Otherwise: same architecture (N inputs → N hidden sigmoids → 1 output sigmoid), same loss (mean of 0.5 (o − y)²), same training algorithm (full-batch backprop with momentum), same hyperparameters (η = 0.5, α = 0.9).

Open questions / next experiments

  1. Why does strict thermometer rarely emerge? With the spread-bias init we get a clean monotonic staircase from 2 of 4 hidden units, but the other 2 always become bump detectors. Is the network using its slack capacity to over-fit specific patterns, or is the local minimum near “2 thermometer + 2 bumps” genuinely lower-loss than “4 thermometer”? An analysis of the loss as a function of distance from a constructed thermometer solution would answer this.
  2. Bypass the local-minimum problem. Add the perturbation-on-plateau wrapper and re-run the N = 6, 7, 8 sweeps. If the paper’s claim (“up to about size 8”) relied on this wrapper, we should now match it. Compare the hidden code across “rescued” seeds to see whether the thermometer is the rescued-from attractor.
  3. Hidden-layer width study. Spec defaults to n_hidden = n_bits. What happens at n_hidden = 2N? At N - 1 (under-parameterized)? The hidden code at over-parameterized widths probably becomes pure thermometer plus redundant copies; at N - 1 the network must converge on an alternative parity-1 solution.
  4. Data movement. This is the v1 baseline. v2 (the broader Sutro effort) will instrument the same training loop with ByteDMD and ask whether a non-backprop solver (e.g. direct algebraic GF(2) construction — parity is sum-mod-2 of input bits) can hit the same accuracy with lower data-movement cost. The Sutro Group has already shown GF(2) solves sparse parity in microseconds; the dense-parity case here should be even more obvious. The interesting v2 question is whether any gradient-based method can match it.
  5. Comparison to RHW1986’s “Symmetry” example. The same chapter has a “Symmetry” task with 2 hidden units that learns a clean alternating-magnitude weight pattern. Implementing it in the sibling symmetry/ stub gives a controlled comparison: same architecture family, different hard-Boolean task, very different hidden code.

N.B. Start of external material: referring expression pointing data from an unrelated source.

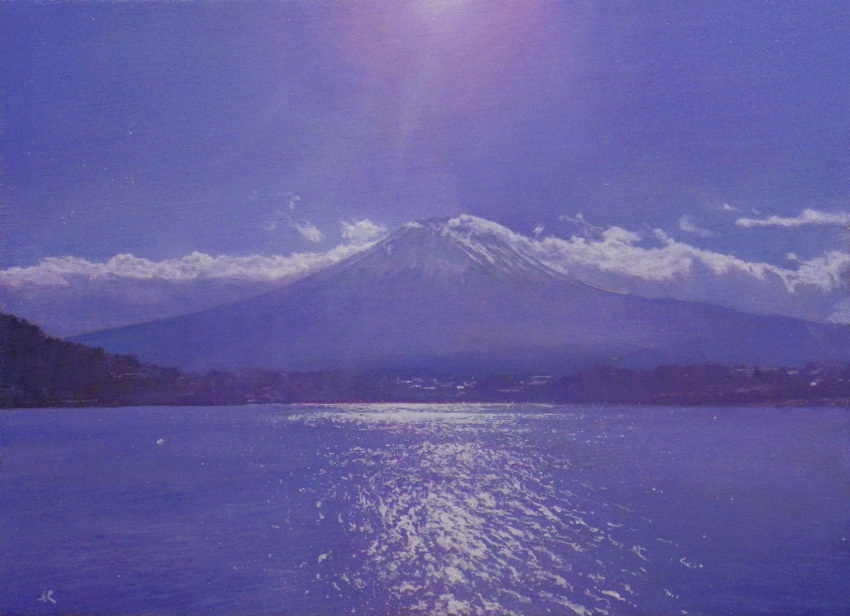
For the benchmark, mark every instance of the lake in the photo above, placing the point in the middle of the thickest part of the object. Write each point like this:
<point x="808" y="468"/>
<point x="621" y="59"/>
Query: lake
<point x="425" y="509"/>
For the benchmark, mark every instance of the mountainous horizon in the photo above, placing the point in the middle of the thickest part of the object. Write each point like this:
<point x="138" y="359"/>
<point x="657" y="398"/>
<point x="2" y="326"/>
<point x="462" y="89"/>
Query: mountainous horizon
<point x="458" y="294"/>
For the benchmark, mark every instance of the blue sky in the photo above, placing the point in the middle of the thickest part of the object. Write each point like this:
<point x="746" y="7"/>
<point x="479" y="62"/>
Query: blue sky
<point x="258" y="128"/>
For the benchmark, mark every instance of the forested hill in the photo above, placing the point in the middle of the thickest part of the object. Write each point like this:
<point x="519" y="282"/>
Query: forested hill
<point x="37" y="370"/>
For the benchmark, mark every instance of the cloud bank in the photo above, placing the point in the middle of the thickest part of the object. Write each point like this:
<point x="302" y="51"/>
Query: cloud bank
<point x="806" y="217"/>
<point x="62" y="271"/>
<point x="362" y="231"/>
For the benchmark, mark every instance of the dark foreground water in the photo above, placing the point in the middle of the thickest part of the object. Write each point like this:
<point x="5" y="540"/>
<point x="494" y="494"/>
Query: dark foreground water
<point x="425" y="509"/>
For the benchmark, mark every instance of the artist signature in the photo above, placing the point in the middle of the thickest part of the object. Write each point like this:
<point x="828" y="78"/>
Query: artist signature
<point x="47" y="595"/>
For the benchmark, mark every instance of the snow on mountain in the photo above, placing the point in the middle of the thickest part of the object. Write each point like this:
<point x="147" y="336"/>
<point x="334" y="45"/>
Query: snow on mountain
<point x="465" y="293"/>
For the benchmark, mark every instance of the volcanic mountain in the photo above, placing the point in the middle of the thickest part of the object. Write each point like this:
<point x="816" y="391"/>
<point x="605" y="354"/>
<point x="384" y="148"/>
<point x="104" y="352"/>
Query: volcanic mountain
<point x="462" y="294"/>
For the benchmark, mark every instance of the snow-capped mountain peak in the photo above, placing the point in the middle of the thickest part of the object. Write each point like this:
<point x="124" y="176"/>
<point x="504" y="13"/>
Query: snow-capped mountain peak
<point x="449" y="247"/>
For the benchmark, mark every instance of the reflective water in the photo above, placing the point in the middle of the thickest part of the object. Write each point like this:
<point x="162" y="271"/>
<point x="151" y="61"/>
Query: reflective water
<point x="431" y="509"/>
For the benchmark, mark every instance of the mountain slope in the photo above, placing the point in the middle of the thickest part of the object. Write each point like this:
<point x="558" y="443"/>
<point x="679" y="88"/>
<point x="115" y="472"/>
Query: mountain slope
<point x="459" y="295"/>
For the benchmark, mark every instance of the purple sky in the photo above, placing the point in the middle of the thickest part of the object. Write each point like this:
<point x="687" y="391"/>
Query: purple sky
<point x="160" y="129"/>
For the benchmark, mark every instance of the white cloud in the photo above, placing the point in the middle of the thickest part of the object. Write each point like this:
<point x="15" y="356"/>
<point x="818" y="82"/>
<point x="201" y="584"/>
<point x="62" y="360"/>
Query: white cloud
<point x="689" y="225"/>
<point x="806" y="217"/>
<point x="363" y="231"/>
<point x="619" y="251"/>
<point x="308" y="231"/>
<point x="62" y="271"/>
<point x="658" y="258"/>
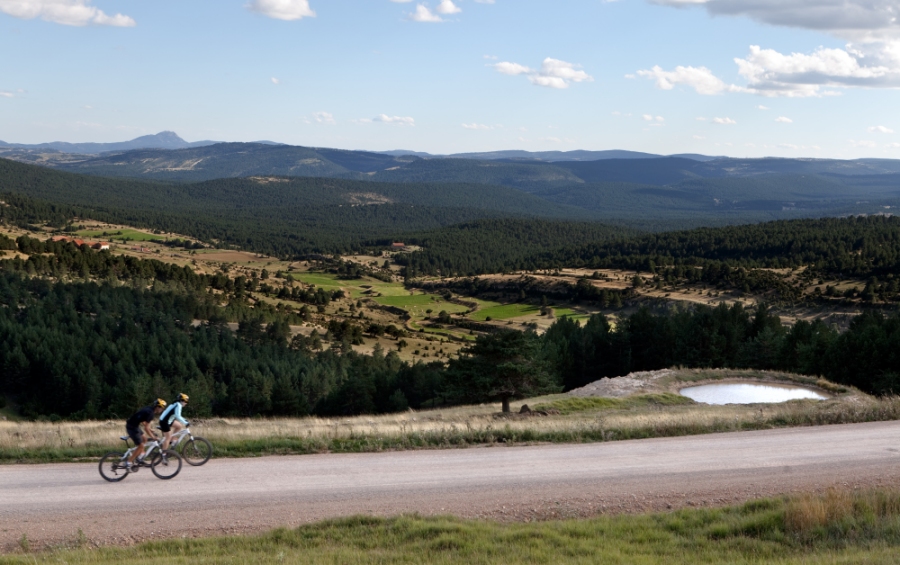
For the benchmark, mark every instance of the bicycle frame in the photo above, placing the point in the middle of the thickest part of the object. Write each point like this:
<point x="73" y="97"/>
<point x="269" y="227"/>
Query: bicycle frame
<point x="149" y="448"/>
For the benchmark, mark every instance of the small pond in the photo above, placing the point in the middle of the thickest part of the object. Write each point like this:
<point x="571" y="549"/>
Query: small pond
<point x="748" y="393"/>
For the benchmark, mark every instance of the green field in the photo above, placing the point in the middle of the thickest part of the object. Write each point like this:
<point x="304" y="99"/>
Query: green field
<point x="504" y="312"/>
<point x="418" y="304"/>
<point x="127" y="234"/>
<point x="837" y="527"/>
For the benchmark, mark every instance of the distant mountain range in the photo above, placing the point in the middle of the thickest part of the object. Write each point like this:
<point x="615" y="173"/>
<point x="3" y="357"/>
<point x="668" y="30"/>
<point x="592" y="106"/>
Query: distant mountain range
<point x="171" y="140"/>
<point x="642" y="189"/>
<point x="162" y="140"/>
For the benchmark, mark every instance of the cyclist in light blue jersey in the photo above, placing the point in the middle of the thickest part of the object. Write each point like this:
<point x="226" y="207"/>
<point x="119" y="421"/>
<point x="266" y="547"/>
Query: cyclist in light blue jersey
<point x="171" y="421"/>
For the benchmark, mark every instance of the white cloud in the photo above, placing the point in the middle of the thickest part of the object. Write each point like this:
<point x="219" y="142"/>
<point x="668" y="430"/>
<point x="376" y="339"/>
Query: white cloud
<point x="66" y="12"/>
<point x="871" y="59"/>
<point x="798" y="75"/>
<point x="553" y="73"/>
<point x="511" y="68"/>
<point x="324" y="118"/>
<point x="287" y="10"/>
<point x="399" y="120"/>
<point x="700" y="79"/>
<point x="424" y="15"/>
<point x="448" y="7"/>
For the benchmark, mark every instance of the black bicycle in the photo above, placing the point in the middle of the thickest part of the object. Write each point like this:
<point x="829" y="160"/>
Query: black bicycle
<point x="164" y="464"/>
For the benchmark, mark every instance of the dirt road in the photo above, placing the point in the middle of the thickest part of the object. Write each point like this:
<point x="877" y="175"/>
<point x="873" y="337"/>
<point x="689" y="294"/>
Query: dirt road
<point x="50" y="503"/>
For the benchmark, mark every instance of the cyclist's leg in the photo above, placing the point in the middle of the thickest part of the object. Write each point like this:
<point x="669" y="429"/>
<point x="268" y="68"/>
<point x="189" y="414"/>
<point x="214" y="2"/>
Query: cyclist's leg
<point x="137" y="436"/>
<point x="167" y="430"/>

v1 metrics (per spec issue #1)

  • Reproduces paper? Qualitatively yes — backprop solves N-bit parity with N hidden, hidden code is thermometer-like, convergence rate falls off with N. Quantitatively: paper claims “up to about size 8”; we got N = 6 cleanly and 0/5 at N = 7 in our budget without the perturbation-rescue wrapper.
  • Run wallclock (final experiment, headline seed): ~0.20 s for the training loop, 0.43 s end-to-end including process startup (time python3 n_bit_parity.py --n-bits 4 --seed 0 on M-series laptop).
  • Implementation wallclock: ~25 minutes end-to-end (start of agent session → branch pushed).